Inventors Thomas Edison and Nikola Tesla never won Nobel Prizes. They were offered a joint prize, but the committee quickly rescinded the offer upon realizing that the two competitors despised one another and refused to be anywhere near each other. The same goes for Mrs. Sip and I, but I’m pretty sure the prize money would be enough of a draw for us to put aside our differences for one night.
Antonio Moniz was awarded the Medicine Prize in 1949 for his work involving prefrontal lobotomies as a treatment for schizophrenia. The practice was abolished in the 1960’s and is now looked upon with much criticism. A similar Medicine Prize debacle (retrospectively) occurred in 1926 when Johannes Fibiger received the award for “finding a cure for cancer.” It’s truly too bad that didn’t work out as well as hoped or expected.

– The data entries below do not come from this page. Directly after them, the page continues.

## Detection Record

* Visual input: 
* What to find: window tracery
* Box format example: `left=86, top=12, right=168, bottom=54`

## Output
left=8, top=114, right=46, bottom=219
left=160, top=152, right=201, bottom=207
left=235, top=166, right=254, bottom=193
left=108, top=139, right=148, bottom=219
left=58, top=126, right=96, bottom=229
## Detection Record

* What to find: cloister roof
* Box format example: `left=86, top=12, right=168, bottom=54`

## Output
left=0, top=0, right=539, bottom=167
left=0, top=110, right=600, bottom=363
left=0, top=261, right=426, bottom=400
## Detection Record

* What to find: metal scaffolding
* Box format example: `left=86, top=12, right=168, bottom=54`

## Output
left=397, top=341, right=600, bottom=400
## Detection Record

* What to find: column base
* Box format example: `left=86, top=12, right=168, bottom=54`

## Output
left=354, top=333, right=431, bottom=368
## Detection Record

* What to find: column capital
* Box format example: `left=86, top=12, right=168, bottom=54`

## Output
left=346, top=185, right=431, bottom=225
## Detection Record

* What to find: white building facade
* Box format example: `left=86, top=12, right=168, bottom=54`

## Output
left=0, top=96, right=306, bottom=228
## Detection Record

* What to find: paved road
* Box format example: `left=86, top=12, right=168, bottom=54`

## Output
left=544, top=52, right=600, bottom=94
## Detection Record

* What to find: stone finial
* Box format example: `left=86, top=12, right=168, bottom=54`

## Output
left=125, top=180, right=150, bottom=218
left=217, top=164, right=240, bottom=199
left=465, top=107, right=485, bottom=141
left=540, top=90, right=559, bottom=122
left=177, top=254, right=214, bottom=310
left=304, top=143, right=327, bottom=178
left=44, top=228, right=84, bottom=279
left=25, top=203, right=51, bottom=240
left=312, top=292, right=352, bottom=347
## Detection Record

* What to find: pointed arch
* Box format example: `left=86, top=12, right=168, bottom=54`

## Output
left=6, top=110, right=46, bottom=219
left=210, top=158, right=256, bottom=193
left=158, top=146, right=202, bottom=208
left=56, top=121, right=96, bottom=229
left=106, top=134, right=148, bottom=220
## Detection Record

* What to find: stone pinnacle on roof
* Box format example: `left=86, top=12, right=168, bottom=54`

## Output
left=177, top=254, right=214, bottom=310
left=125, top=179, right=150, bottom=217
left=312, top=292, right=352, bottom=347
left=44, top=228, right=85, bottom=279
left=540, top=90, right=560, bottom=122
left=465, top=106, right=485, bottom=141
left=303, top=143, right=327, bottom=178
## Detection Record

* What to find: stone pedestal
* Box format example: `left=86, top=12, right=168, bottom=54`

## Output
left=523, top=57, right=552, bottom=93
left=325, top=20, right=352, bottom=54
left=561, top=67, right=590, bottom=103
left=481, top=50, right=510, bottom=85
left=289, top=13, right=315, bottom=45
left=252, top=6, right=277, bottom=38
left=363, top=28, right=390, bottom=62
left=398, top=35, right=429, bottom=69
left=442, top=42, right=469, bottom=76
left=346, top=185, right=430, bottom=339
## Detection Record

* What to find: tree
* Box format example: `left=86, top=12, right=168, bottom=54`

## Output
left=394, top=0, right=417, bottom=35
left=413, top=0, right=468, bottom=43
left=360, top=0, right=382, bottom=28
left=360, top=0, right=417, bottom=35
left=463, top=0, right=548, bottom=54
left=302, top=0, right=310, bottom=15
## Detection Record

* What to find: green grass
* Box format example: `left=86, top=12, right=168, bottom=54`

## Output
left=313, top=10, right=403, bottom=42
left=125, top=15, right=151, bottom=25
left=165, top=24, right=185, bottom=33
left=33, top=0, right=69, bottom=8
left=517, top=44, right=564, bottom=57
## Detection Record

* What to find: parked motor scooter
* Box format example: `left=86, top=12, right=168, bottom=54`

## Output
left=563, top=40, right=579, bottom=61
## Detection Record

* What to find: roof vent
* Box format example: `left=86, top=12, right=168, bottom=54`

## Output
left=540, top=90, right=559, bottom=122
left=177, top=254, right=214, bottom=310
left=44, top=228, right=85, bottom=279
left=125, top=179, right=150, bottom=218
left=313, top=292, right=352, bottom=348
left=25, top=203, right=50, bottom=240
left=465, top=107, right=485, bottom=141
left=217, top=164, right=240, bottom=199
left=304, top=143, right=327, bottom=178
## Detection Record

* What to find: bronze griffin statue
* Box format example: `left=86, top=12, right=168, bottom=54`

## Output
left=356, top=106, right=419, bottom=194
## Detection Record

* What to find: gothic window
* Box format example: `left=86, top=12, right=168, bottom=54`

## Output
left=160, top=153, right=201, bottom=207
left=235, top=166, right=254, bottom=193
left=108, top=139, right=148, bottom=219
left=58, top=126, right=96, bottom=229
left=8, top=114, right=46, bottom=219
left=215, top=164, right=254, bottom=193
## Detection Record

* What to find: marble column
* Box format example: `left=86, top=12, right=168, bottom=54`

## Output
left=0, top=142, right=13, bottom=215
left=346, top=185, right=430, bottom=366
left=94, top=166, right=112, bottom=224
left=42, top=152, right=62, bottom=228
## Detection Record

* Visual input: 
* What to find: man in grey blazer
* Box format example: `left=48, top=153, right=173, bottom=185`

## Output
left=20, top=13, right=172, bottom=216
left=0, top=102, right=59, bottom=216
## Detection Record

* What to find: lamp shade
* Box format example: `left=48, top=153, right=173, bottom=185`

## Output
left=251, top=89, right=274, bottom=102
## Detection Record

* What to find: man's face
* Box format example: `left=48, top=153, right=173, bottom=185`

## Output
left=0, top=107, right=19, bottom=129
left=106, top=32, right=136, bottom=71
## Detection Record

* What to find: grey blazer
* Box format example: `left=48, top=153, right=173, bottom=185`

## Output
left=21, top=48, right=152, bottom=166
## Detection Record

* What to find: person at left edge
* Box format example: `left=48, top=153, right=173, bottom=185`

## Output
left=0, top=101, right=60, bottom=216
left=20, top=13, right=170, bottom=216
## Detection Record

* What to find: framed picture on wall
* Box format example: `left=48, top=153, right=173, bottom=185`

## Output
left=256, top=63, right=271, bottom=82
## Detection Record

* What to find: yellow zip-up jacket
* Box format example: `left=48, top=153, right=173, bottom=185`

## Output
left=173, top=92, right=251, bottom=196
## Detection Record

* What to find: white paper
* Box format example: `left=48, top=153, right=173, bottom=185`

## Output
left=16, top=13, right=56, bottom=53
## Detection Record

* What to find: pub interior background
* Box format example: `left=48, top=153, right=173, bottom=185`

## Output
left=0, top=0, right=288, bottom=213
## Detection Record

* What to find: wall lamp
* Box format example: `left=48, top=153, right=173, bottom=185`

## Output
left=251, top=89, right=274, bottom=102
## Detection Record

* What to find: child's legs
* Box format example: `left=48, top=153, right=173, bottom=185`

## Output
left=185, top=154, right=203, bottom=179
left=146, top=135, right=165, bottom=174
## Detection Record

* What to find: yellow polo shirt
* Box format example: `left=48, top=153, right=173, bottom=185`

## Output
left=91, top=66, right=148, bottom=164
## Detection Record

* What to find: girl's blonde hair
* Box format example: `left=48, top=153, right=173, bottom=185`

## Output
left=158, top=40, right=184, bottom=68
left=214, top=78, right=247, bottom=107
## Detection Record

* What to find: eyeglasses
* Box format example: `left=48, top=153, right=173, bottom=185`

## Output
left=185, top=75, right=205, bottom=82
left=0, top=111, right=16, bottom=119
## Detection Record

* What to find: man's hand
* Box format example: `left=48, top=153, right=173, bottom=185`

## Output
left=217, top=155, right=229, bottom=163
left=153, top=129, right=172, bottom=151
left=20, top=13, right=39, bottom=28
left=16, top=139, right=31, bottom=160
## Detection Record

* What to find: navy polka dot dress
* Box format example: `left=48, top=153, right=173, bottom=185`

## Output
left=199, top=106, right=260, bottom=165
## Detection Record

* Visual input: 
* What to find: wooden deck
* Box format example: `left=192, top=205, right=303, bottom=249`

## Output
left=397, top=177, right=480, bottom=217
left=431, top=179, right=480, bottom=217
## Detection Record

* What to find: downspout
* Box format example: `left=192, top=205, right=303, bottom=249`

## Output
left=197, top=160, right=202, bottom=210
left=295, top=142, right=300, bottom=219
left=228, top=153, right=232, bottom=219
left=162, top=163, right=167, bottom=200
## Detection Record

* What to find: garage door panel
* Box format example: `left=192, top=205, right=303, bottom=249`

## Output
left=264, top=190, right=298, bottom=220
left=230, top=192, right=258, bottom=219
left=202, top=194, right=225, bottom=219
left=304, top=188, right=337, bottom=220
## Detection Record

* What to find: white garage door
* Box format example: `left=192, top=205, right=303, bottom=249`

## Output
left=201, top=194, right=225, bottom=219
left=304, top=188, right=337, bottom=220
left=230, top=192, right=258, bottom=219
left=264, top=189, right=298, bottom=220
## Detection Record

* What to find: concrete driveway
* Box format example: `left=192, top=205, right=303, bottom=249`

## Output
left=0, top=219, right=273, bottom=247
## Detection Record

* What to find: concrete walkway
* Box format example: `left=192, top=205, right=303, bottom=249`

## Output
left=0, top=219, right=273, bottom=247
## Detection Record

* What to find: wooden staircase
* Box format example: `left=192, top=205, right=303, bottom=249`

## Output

When Robert E. Lucas won the Economics Prize in 1997 for his theory of rational expectations, his ex-wife was perhaps happier than he was. Her lawyer had actually written a clause into their divorce settlement for such an occasion and Lucas was forced to share his $1 million award with her. He may have been a prize-winning economist, but he clearly wasn’t good with contracts.
We’ll end things off with this little factoid, before retiring to the post-awards gala for nibbles and drinks: Oddly enough, eight different Nobel Prize recipients were born on February 28th. I think the fix is in!
Sweden: Unforgettable Night
- 2 oz Absolut Vodka
- 0.5 oz Chocolate Liqueur
- Top with Coconut Milk
- Splash of Lime Juice
- Dash of Hot Sauce
- Garnish with a Lime Wedge and Coconut
Mrs. Sip and I, along with members of the Sip Syndicate visited the Nobel Museum in Stockholm, Sweden and had a great time learning about the history of the awards and many of the recipients. I’ll be back one day to accept my long-awaited prize… or, at the very least, to steal one!
Sip Advisor Bar Notes (3.5 Sips out of 5):
When searching for a drink to combine with this post, I stumbled upon this incredibly interesting recipe (Coconut Milk, Lime Juice and Hot Sauce!) that had the perfect name to suit the article. I was very curious going in about how this would taste and it was pretty decent with a bit of flame at the end. The Lime Juice caused some slight curdling, but not enough to disgust the drinker.